Com a internet assisto minhas séries que variam de suspense, terror,
(Supernatural, American Horror History, Paranormal Witness, Game of Trones)
chegando a comédia (Big Bang Theory). Sinto falta das produções nacionais que
me faziam rir, como por exemplo "Os Normais" e a série que me
surpreendeu não só pela boa história de suspense, mas pelo total desrespeito
com o público por parte da emissora "A Cura".
A leitura é minha paixão, não vou ser hipócrita e dizer que leio tudo mas
gosto muito de coisa antiga como Álvares e Aluísio Azevedo, Machado de Assis,
que são escritores nacionais que já navegaram pelas linhas da literatura
fantástica. Gosto muito de Laurentino Gomes com seus livros de história do
Brasil "1808”,
“1822” e
o recente “1889". Atualmente estou lendo "O Senhor da chuva", de
André Vianco, "Guerra dos tronos, crônicas do gelo e fogo - livro 1",
de George R.R. Martin e uma coletânea "Contos fantásticos do século
XIX", por Ítalo Calvino. Vou intercalando entre um e outro sem problemas.
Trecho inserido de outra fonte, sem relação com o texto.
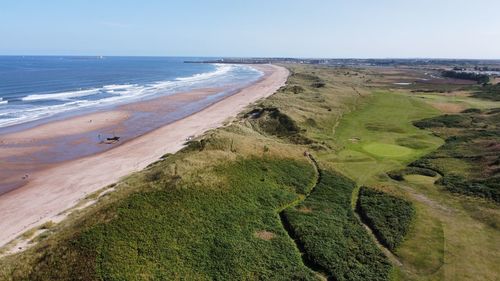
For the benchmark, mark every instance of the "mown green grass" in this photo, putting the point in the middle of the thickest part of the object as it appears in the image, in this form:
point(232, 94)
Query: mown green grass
point(209, 212)
point(472, 142)
point(195, 233)
point(371, 138)
point(332, 237)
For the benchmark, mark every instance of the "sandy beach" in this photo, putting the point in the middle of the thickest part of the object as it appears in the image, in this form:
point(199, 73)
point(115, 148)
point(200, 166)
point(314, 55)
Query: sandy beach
point(60, 186)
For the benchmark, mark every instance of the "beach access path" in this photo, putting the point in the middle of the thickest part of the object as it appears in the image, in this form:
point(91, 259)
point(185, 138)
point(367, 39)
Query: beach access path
point(52, 191)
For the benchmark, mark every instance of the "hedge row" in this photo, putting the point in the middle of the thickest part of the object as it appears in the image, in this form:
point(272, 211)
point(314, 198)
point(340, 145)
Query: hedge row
point(331, 236)
point(388, 216)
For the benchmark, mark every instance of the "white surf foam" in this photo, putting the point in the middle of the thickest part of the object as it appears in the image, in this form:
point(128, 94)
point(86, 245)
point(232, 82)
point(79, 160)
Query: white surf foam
point(61, 96)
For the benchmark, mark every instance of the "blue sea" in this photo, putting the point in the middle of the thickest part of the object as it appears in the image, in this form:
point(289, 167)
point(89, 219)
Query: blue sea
point(39, 87)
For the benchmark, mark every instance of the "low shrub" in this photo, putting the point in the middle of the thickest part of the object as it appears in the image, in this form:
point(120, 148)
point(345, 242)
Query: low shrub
point(399, 174)
point(489, 188)
point(331, 236)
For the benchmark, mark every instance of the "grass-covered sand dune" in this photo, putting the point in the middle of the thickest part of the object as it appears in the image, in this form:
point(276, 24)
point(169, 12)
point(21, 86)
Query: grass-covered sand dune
point(212, 211)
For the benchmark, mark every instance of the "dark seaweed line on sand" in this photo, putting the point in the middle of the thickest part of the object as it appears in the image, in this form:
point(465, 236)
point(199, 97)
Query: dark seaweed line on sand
point(306, 260)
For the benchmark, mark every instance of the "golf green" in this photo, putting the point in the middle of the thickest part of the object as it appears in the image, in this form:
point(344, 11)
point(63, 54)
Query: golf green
point(387, 150)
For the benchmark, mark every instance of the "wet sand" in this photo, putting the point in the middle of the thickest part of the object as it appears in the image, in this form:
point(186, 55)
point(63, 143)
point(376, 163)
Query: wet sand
point(59, 186)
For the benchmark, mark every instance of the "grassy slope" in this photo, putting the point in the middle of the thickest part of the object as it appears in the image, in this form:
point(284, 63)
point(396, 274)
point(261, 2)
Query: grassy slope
point(332, 237)
point(388, 216)
point(433, 250)
point(438, 237)
point(367, 137)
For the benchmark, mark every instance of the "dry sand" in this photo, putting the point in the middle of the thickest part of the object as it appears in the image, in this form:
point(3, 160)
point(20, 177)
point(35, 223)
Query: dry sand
point(57, 189)
point(76, 125)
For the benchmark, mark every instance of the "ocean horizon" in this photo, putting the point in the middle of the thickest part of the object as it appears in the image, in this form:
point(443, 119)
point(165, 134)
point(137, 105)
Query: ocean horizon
point(38, 88)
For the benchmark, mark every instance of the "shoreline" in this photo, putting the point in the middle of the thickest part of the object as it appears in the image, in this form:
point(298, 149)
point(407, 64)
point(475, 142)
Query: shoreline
point(56, 189)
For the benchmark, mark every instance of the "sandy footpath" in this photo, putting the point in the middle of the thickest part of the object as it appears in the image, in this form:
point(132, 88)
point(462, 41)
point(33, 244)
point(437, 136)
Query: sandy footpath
point(57, 189)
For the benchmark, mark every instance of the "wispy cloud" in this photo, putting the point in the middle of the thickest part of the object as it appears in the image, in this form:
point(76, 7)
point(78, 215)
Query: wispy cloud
point(115, 24)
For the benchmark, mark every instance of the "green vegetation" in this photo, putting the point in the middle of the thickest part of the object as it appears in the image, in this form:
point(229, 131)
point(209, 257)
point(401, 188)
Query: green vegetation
point(332, 237)
point(196, 232)
point(388, 216)
point(244, 203)
point(399, 175)
point(374, 138)
point(489, 92)
point(479, 78)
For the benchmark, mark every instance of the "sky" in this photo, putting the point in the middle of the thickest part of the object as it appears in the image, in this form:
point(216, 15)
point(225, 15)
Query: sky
point(253, 28)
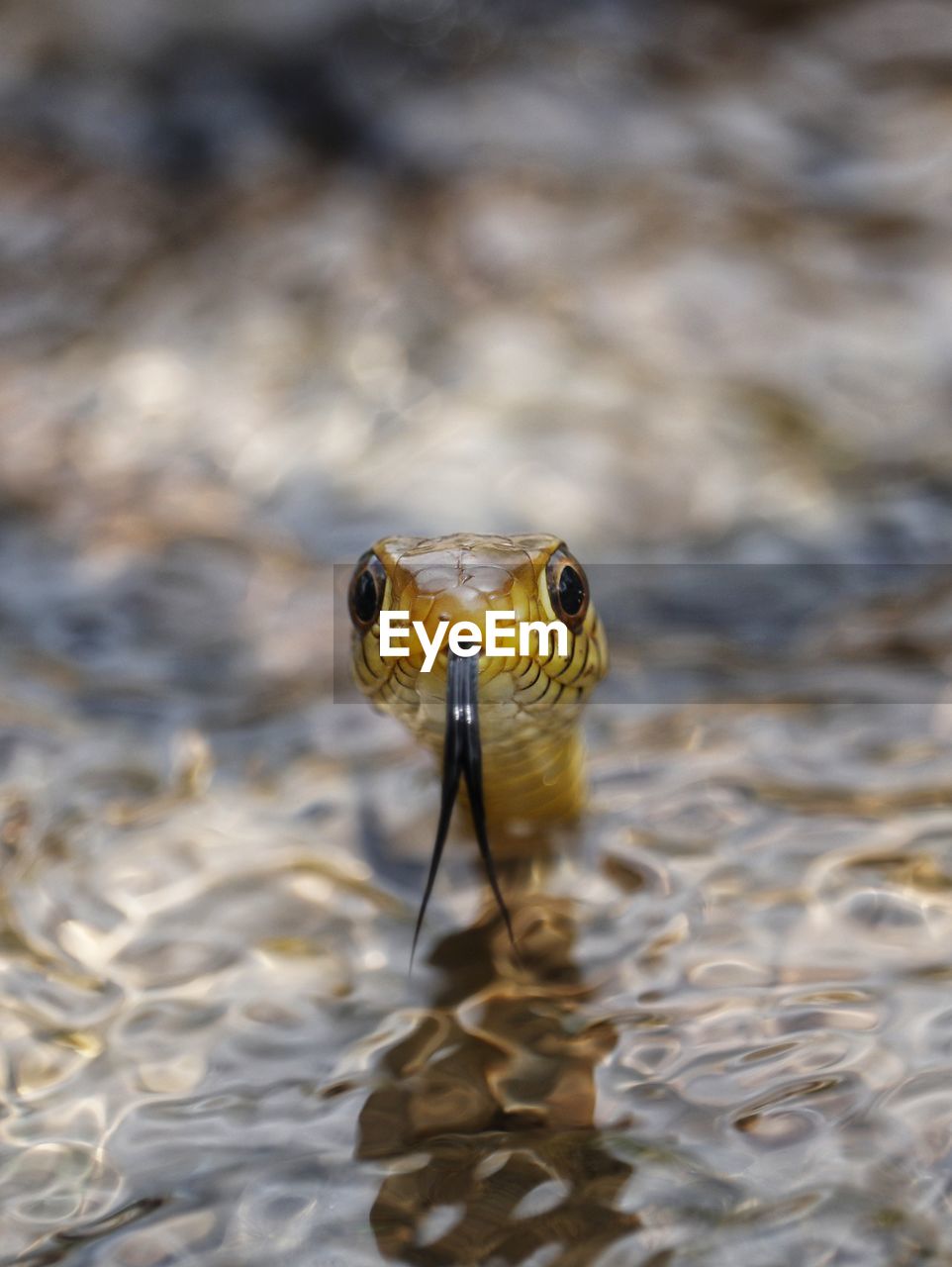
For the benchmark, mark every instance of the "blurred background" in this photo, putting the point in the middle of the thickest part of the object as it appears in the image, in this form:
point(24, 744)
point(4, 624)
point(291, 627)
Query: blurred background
point(672, 280)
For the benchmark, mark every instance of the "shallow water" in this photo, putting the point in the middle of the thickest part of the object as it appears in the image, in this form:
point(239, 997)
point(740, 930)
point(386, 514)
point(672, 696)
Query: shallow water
point(670, 280)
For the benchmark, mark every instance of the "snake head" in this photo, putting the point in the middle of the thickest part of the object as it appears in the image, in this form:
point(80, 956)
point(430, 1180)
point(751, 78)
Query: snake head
point(507, 727)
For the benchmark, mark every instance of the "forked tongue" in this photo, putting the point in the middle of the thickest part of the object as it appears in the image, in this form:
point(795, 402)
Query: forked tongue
point(462, 755)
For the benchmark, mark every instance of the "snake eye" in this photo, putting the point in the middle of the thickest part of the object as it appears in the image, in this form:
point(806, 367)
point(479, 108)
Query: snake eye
point(366, 592)
point(567, 588)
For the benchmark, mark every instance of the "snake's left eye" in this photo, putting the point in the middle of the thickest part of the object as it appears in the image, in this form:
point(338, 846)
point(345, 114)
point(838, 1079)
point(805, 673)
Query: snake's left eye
point(567, 588)
point(366, 592)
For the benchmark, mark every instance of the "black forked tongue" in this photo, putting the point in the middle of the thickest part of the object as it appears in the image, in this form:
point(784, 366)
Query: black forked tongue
point(462, 755)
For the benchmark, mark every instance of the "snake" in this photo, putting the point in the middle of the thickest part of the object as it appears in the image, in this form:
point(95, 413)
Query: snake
point(507, 727)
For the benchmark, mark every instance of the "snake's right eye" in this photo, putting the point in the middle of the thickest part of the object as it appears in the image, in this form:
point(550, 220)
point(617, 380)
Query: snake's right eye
point(366, 592)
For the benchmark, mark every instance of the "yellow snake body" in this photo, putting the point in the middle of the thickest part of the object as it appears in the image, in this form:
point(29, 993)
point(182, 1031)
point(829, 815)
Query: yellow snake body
point(523, 755)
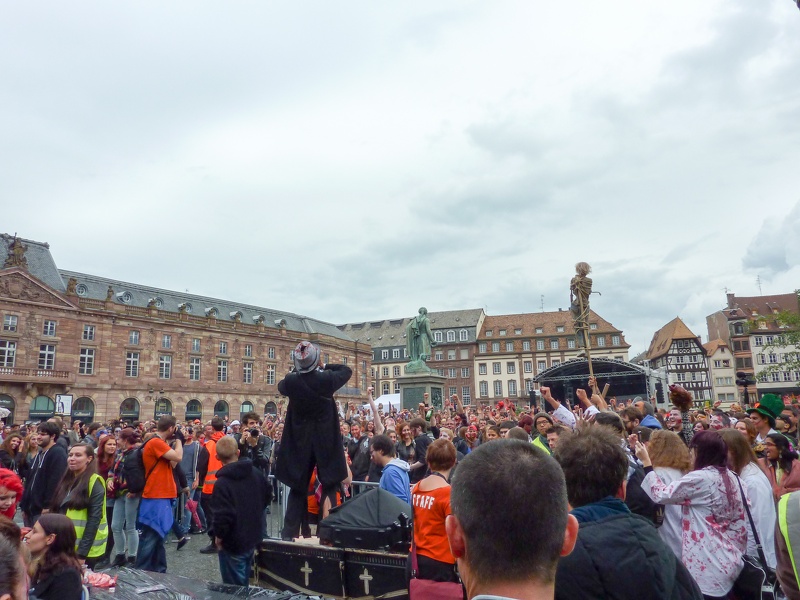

5) Como está a vida artística e cultural em Suzano?
A mudança de gestão na prefeitura gerou um choque, o atual secretário se
trancou num 'casulo pseudo-intelectual', não convocando e não recebendo a
classe artística da cidade. Um ato de arrogância que motivou a mobilização da
classe artística.
Faço parte da 'Associação Cultural Literatura no Brasil' e encabeçamos os
atos de repudio às ações, ou melhor, ´à falta de ações´ no âmbito cultural.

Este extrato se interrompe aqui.